A electrificação da linha de comboio (pgs. 3 e 16) do Porto para norte, mas só até esta cidade, vem sendo inaugurada “às prestações”, sem deixar de ser um melhoramento que acaba por beneficiar substancialmente esta região, na sua ligação e mobilidade com a Galiza. Como convém, compreende-se que o investimento avultado não permitia, por um lado, o seu esgotamento. Deixa, por isso, uma próxima oportunidade para outras inaugurações, tão pretendidas quanto oportunas, em vésperas eleitorais.

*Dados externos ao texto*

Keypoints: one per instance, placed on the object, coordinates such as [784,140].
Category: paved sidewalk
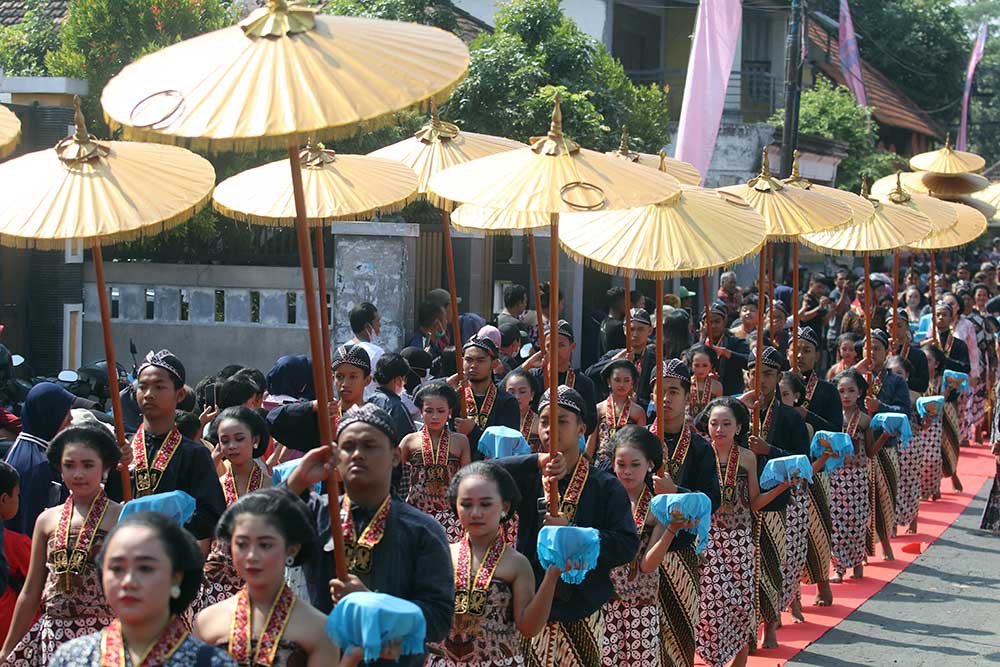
[943,610]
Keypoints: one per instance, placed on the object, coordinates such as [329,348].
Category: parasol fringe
[283,141]
[21,242]
[289,221]
[603,267]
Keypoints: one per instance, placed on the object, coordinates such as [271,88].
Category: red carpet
[976,466]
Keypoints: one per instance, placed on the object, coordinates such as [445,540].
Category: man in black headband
[392,548]
[485,404]
[733,352]
[574,379]
[590,498]
[162,459]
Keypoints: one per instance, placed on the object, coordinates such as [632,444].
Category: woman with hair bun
[264,623]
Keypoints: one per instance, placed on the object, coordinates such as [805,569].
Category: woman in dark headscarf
[45,413]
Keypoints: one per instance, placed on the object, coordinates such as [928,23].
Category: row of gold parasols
[286,76]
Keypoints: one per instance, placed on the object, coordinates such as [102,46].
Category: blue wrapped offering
[558,544]
[786,469]
[178,505]
[924,408]
[372,620]
[840,443]
[956,380]
[895,423]
[283,471]
[499,441]
[692,507]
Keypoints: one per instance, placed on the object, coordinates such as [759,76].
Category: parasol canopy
[100,192]
[692,232]
[553,175]
[890,226]
[969,226]
[10,131]
[685,172]
[789,211]
[281,76]
[337,187]
[947,160]
[439,145]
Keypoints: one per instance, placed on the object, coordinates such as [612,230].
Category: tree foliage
[832,113]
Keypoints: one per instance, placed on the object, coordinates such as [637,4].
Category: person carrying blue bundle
[727,590]
[392,547]
[588,497]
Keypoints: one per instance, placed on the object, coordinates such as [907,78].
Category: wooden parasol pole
[109,359]
[316,350]
[456,327]
[553,368]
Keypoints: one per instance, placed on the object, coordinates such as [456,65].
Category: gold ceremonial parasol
[336,187]
[10,131]
[553,176]
[282,76]
[685,172]
[947,160]
[437,146]
[100,193]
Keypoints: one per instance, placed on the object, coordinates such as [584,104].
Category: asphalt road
[943,610]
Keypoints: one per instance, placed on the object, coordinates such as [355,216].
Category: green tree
[831,112]
[23,46]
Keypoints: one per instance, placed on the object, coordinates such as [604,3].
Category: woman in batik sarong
[242,436]
[495,599]
[265,623]
[434,455]
[908,492]
[151,570]
[932,432]
[728,584]
[632,632]
[850,502]
[63,577]
[519,384]
[615,413]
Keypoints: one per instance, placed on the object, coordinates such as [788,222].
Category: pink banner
[716,34]
[977,55]
[850,59]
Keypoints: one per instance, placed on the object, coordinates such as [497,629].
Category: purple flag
[977,55]
[850,59]
[716,33]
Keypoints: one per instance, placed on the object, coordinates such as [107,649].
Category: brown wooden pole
[316,350]
[553,341]
[795,306]
[109,358]
[456,328]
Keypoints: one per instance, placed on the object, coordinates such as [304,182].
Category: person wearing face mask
[366,323]
[242,436]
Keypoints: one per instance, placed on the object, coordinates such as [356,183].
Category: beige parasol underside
[553,175]
[439,145]
[947,161]
[282,76]
[10,131]
[789,211]
[969,226]
[692,232]
[108,191]
[337,187]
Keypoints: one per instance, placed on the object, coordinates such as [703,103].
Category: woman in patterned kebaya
[434,455]
[496,603]
[265,623]
[150,572]
[63,574]
[243,437]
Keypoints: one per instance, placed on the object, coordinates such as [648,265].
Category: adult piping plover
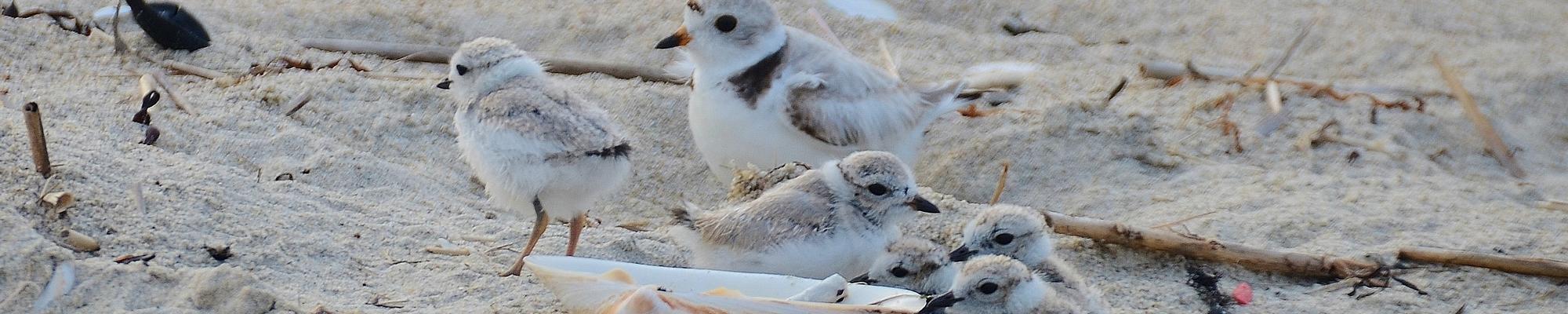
[1022,233]
[1000,285]
[829,221]
[532,142]
[913,265]
[766,93]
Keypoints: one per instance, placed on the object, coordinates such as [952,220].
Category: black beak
[680,38]
[962,254]
[924,206]
[940,304]
[863,280]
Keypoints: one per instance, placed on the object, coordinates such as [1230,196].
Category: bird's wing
[793,211]
[841,100]
[568,125]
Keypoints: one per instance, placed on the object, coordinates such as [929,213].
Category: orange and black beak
[923,205]
[680,38]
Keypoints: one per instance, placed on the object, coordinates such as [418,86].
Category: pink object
[1243,294]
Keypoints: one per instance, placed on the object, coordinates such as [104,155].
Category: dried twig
[1001,183]
[435,54]
[1495,144]
[382,302]
[1174,71]
[822,24]
[35,136]
[1528,266]
[136,258]
[1291,51]
[1290,263]
[299,101]
[175,98]
[1211,250]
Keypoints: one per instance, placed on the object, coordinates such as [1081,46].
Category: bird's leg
[542,221]
[578,230]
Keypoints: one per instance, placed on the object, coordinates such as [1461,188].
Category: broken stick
[437,54]
[1169,70]
[1213,250]
[35,136]
[1495,144]
[1299,265]
[1528,266]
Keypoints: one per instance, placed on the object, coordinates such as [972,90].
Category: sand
[377,180]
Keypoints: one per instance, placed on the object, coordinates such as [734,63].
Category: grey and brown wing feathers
[793,211]
[857,104]
[565,125]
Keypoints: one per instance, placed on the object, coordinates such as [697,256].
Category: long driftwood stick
[1495,144]
[1528,266]
[437,54]
[1211,250]
[1169,70]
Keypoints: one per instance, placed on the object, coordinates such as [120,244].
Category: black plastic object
[170,26]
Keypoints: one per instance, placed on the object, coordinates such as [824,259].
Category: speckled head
[915,265]
[484,65]
[882,183]
[993,285]
[1011,232]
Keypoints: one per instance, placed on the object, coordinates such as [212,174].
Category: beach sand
[376,177]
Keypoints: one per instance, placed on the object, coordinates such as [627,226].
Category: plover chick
[1022,233]
[1000,285]
[913,265]
[532,144]
[830,221]
[766,93]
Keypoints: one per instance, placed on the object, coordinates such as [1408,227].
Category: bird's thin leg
[542,221]
[578,230]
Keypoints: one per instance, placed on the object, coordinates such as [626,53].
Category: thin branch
[1001,183]
[1172,71]
[1211,250]
[1291,51]
[1526,266]
[35,136]
[435,54]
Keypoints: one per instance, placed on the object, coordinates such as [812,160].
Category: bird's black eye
[987,288]
[899,272]
[879,189]
[1004,239]
[725,24]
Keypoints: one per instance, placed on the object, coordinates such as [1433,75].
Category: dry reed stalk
[1495,144]
[35,136]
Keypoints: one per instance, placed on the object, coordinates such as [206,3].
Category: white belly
[510,166]
[731,136]
[846,254]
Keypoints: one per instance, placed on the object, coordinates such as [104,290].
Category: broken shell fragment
[79,241]
[59,200]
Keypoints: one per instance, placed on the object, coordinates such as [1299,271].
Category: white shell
[60,285]
[608,287]
[866,9]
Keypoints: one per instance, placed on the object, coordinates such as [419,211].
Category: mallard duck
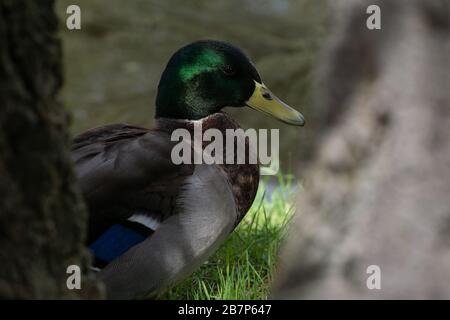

Pena foi que, também, na oportunidade, não se regozijassem com os novos três bancos colocados à frente da entrada da Estação da CP – obra digna, merecedora de foguetes e até de banda de música (pg. 23, foto de semana)!… Não sabemos se os bancos aí colocados tinham por finalidade marcar reserva do espaço para as recepções dos convidados, bem como do folclore adjacente ou consequente. O certo é que, nos foi chamada a atenção de, esse espaço, agora ocupado, não permitir qualquer paragem auto para transferência de bagagens ou passageiros, seja de acesso à bilheteira para qualquer informação, incluindo a compra de bilhetes. Obriga sim, pela presença do cívico, aí de serviço, a meter o carro no parque subterrâneo, vir à superfície, fazer o que tem a fazer na estação, regressar ao subterrâneo, pagar o estacionamento e ir-se embora! Não foi por isso que, certamente, o arquitecto que concebeu aquele espaço o deixou para uns poucos minutos de paragem auto, mais que não seja, de despedida de familiares e amigos.

Se a presença do cívico, lá posto agora, é de respeitosa vigilância ao cumprimento a que os bancos obrigam, vai também passar a vigiar os meninos dos skates que, nesses novos “obstáculos”, vêem mais um divertimento!

Parabéns pela nova pista de skate. A juventude agradece.